Was an Autos wirklich verbaut ist
Drei Materialien teilen sich die Geschichte der Radkappe.
Verchromter Stahl war bis in die 1970er Standard: schwer, teuer, und er rostete von der Kante her, sobald die Chromschicht verletzt war.
Polypropylen löste ihn in der Einstiegsklasse ab. Flexibel und günstig — in verstärkter Ausführung hält es Form und Klammern deutlich länger.
ABS ist heute in fast jeder Serienradkappe verbaut, auch bei Premiummarken. Es hält die Form, verträgt Temperaturwechsel und nimmt Druck an. Rim Crew setzt bei den eigenen Radkappen auf verstärktes Polypropylen.
Warum sich Kunststoff durchgesetzt hat
Das ist keine Sparmaßnahme, sondern eine technische Entscheidung.
Er biegt sich, statt zu brechen. Eine Stahlradkappe am Bordstein ist dauerhaft verzogen. ABS federt es ab und geht oft in die Form zurück.
Er rostet nicht. Entscheidend an einem Bauteil, das den ganzen Winter Streusalz abbekommt.
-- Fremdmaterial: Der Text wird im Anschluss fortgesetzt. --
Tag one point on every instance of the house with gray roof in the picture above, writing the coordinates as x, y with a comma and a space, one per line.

Er kostet im Ersatz eine Tankfüllung. Das ist das eigentliche Argument: ein Verschleißteil darf nur kosten, was ein Verschleißteil kostet.
Wie er altert — ohne Beschönigung
UV macht ihn stumpf. Ein tiefes Schwarz wird nach zwei bis drei Jahren in der Sonne anthrazitgrau. Es geschieht schleichend, man sieht es am eigenen Auto nicht — bis eine neue danebensitzt.
Salz greift die Klammern vor der Sichtseite an. Sie geben zuerst nach, nicht die Scheibe. Sie werden weiß, spröde, dann brechen sie.
Der Hochdruckreiniger ist der eigentliche Feind. Aus nächster Nähe löst er den Druck und sprengt die Klammern. Aus dreißig Zentimetern macht er gar nichts.
Was sich drucken lässt und was hält
Auf sauber vorbereitetem ABS härtet der UV-Druck in die Oberfläche ein, statt obenauf zu liegen. Praktisch heißt das: er blättert nicht ab und wäscht sich nicht aus.
Am besten halten klare Flächen und starke Kontraste. Am schlechtesten altern sehr helle Verläufe und Details unter einem Millimeter — die Entfernung schluckt sie ohnehin.
Ein nützlicher Maßstab: Ihre Radkappe wird aus drei Metern gesehen, in Bewegung, auf einer Scheibe von fünfunddreißig Zentimetern. Ein Motiv, das auf diese Distanz lesbar ist, schlägt ein Motiv, das nur reich ist.
Also: billig oder nicht?
Eine Kunststoffradkappe, die ungeschickt eine Alufelge imitiert — ja, weil sie an dem scheitert, was sie nachahmt. Eine Radkappe, die dazu steht, eine Dekorfläche zu sein, und ein klares Motiv trägt — nein: niemand fragt nach dem Material eines Rades, das er schön findet.
Der falsche Reflex ist, Kunststoff als Aluminium auszugeben. Der richtige ist, das zu tun, was Aluminium nicht kann: das Gesicht wechseln.